The diamond of opposites is a type of two-dimensional plot used in psychodrama groups. This tool can illuminate the presence of contradictions in processes that cannot be detected by any single questionnaire item using a traditional format such as the Likert scale. The diamond of opposites is a sociometric scaling method that simultaneously measures positive and negative responses to a statement.

Psychodrama/Sociometry:
The psychological approach to counseling and exploring issues, both personal and in a wider social context, was founded by J.L. Moreno in the 1920s. His unique approach to therapy and social change at that time involved using theater and roleplay to assist individuals and groups to change/ improve their life circumstances, and a somewhat lesser known approach, called Sociometry, to measuring social dynamics in groups, and effect change in groups and society. Sociometry measures the connections between individuals in any group, from small groups to world issues. Measuring connections and feelings within a group assists individuals within the group to make desired/ needed changes, and also provides a wealth of information about the dynamics in any particular group or situation. The Diamond of Opposites is one type of sociometric assessment.
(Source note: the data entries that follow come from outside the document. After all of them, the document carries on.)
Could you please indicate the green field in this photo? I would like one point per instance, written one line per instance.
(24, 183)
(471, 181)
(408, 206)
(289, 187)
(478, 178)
Unlike traditional question formats, especially the semantic differential format where the respondent must choose a point on a one-dimensional scale anchored by two semantically opposite terms, the diamond of opposites allows the respondent to express attraction and repulsion independently. In this format, the stem describes an object, person or situation in relation to which the respondent is asked to indicate their degree of attraction and repulsion. The two variables are plotted on two orthogonal axes.

== Example ==
mathematics problems
- Indicate your level of attraction on a scale of 1 (low) to 10 (high)
- Indicate your level of repulsion on a scale of 1 (low) to 10 (high)

1. The respondent indicates attraction of x' = 8, and repulsion of y' = 5.
2. The point (x',y') represents the current attitude of the respondent toward mathematics problems.